JAKARTA, KOMPAS.com - Kepala Sub Direktorat Kasasi Perdata, Direktorat Pranata dan Tata Laksana Perkara Perdata Mahkamah Agung (MA), Andri Tristianto Sutrisna didakwa menerima suap dan gratifikasi dari sejumlah pihak yang berperkara di Mahkamah Agung.
Dalam persidangan di Pengadilan Tindak Pidana Korupsi, Andri diduga tidak hanya menerima suap dan gratifikasi dari beberapa barang bukti yang dimiliki Jaksa. Hal itu terungkap dari fakta bahwa pendapatan Andri tidak sebanding dengan pengeluarannya setiap bulan.
Berdasarkan Surat Keputusan Sekretaris Mahkamah Agung tanggal 23 Oktober 2012, dengan golongan ruang IV B yang terdiri dari gaji pokok dan renumerasi, maka gaji Andri per bulannya mencapai Rp 18 juta.
Jika ditambah dengan penghasilan usaha, maka pendapatan Andri per bulan mencapai Rp 21 juta.
(Baca: Besan Nurhadi dan Pejabat MA Diduga Atur Perkara Kasasi Golkar)
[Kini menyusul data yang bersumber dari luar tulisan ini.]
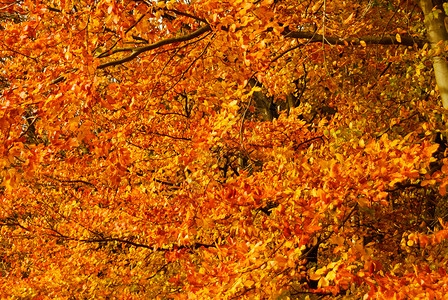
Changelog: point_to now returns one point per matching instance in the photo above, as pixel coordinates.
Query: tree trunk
(436, 30)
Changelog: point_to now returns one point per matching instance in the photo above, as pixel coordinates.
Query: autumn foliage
(203, 149)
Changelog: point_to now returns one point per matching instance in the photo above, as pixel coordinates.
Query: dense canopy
(240, 149)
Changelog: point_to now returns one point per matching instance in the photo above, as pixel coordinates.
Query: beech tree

"Fakta jumlah pendapatannya tidak sebanding lurus dengan harta kekayaan yang dimiliki terdakwa, dan biaya pengeluaran kehidupan terdakwa setiap bulannya yang fantastis, sebesar Rp 30 juta," ujar Jaksa Ahmad Burhanudin di Pengadilan Tipikor, Jakarta, Kamis (4/8/2016).
Pada 2011, Andri membeli rumah mewah di San Lorenzo Gading Serpong, dengan cara mengangsur setiap bulannya sebesar Rp 70 juta. Andri juga membeli 2 unit mobil secara tunai berupa mobil sedan Toyota Altis senilai Rp 300 juta dan mobil merk Nissan Juke senilai Rp 200 juta.
Tahun 2014, Andri membeli mobil merk Honda Mobilio secara tunai seharga Rp 160 juta, dan tahun 2015 membeli mobil merk Ford Jenis Eco Sport secara tunai.
(Baca: Pejabat MA Dituntut 13 Tahun Penjara)
Andri juga memiliki tiga unit rumah, yaitu di Jalan San Lorenzo 5 No 11, Gading Serpong Tangerang, rumah di Jalan Taman Parahyangan 1 No 12 Lippo Karawaci Tangerang, dan rumah di Malang.
"Sehingga, saat terdakwa masih di bagian humas, juga telah menerima sejumlah uang yang terkait dengan pengurusan perkara," kata Burhanudin.
Menurut Burhanudin, Andri telah mengakui bahwa pembelian rumah dan mobil sebagian berasal dari uang-uang pengurusan perkara sebagai penghasilan yang tidak sah.